Russ's Run volume for the second half of 2012

Back in June I ran little and suffered the consequences when I raced Challenge Roth at the start of July. Then the break, once Roth was over I stopped all training for a month, zeroes in every box. August and September were unfocussed – I trained because I felt I should not because I wanted to, an important distinction. The change comes in October, upon my return from a holiday in Provence I make the switch to healthier habits and a greater sense of routine. Finally there is growth.

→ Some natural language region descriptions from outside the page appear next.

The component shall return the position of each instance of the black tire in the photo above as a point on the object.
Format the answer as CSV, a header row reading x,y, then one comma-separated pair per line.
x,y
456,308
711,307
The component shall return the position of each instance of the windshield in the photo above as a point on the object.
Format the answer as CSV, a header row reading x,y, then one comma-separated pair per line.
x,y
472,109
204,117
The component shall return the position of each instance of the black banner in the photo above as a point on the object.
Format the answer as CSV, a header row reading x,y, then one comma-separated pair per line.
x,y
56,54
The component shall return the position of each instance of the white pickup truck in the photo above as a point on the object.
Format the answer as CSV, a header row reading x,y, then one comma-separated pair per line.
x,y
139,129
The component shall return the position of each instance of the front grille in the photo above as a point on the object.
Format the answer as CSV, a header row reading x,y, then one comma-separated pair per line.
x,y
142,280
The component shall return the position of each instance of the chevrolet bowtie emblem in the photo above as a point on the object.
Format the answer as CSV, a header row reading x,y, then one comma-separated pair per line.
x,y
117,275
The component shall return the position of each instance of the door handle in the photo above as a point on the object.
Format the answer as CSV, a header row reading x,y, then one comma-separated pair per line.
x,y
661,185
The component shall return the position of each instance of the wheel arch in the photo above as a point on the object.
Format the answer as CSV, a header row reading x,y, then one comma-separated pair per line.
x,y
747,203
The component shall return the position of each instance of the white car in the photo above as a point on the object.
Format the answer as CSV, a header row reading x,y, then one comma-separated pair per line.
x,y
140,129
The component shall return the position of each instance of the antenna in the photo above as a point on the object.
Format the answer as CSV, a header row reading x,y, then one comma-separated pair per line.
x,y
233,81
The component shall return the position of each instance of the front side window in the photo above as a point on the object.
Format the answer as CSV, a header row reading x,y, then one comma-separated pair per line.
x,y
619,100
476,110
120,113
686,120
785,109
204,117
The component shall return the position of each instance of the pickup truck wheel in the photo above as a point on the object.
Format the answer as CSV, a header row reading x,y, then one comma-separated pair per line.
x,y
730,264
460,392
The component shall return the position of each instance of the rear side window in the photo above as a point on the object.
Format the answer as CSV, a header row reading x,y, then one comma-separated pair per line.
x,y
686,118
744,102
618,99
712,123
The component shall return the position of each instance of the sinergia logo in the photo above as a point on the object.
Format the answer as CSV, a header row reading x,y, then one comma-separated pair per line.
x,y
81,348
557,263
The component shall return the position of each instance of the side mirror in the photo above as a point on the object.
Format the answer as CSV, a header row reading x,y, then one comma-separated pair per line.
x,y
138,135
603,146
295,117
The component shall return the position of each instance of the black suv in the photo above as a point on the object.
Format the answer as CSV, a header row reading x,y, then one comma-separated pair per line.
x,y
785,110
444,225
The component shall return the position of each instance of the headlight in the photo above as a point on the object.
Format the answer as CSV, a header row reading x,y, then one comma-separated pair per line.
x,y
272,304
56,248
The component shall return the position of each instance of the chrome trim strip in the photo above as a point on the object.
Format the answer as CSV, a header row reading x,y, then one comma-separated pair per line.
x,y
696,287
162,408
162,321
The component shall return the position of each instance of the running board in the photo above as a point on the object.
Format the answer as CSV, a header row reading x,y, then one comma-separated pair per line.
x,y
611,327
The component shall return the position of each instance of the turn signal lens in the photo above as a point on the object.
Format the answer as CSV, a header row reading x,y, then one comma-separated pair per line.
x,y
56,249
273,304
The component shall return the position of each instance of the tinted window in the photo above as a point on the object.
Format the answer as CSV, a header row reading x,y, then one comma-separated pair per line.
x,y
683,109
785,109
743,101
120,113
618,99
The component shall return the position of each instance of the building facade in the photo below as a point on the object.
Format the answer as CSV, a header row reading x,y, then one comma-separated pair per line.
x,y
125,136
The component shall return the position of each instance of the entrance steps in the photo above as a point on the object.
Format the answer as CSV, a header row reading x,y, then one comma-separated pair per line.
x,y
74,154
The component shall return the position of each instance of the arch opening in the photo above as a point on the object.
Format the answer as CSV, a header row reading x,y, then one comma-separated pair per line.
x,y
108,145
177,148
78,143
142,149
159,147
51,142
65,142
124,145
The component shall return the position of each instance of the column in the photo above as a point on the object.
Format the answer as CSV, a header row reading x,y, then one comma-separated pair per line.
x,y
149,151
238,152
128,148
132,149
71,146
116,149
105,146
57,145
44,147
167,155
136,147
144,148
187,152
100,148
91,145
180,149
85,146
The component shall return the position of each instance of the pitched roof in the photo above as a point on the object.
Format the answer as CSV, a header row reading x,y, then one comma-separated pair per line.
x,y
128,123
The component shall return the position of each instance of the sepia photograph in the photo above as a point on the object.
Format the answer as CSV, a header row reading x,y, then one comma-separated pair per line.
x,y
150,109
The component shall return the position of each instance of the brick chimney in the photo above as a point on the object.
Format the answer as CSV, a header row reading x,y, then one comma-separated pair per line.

Slowly. The few first weeks composed of two or three runs on sore, sluggish legs that seemed to have forgotten how to run. The next three jump, no ten percent rule, a doubling of volume, but still responding to how I feel – no longer sore or sluggish I ran further because I could. After that another jump, more volume including the half marathon, but again remaining within tolerable bounds. Then a step back; my legs tired after the race and the first 50km week since May, I didn’t push.

The fear was that such modest volumes could never deliver the improvements I desired. Each unexamined week felt better, but were my senses deceiving me? I raced the half marathon as a test – a training race – my intention to take it steadily. I hit the target I hoped for (the fairest description for my guestimation of pace), although I pushed a harder tempo than planned to achieve that 1:30. I was pleased to deliver that performance on such a short period of low volume training and so far from my racing weight. In that sense it was a positive sign of things to come; I lacked fitness and endurance, but I could still run.

Doubts quelled I finally examined the training I had done – the distance, the volume and the Performance Management Chart.

Russ's run Performance Management Chart for the second half of 2012

I emptied four months of data from my watch into TrainingPeaks WKO to gain a picture of my fitness. Low, very low, but steadily rising since the start of the new regime. Each week brought sustainable progress and my intuition had so far guided me to greater fitness free of injury. Naturally I was mindful of the next step, the prospect of Brighton Marathon and a new personal best time, but wary of committing to training goals at a point when my run fitness has barely formed. Greater structure will be needed, but simply increasing weekly volume, sensibly divided over five or six runs, does enough. At the moment, more – whether that be volume of intensity – is not necessarily better, its time will come.

Finally I am starting to feel like an athlete, but more importantly I like running again. This is the greatest gain so far: I enjoy my training. I no longer feel the pressure or demands to train within certain historic patterns that worked when I had more time, more fitness and more sports to focus on. Instead I am making steady, practical progress towards a single goal. The test will be in Brighton in April.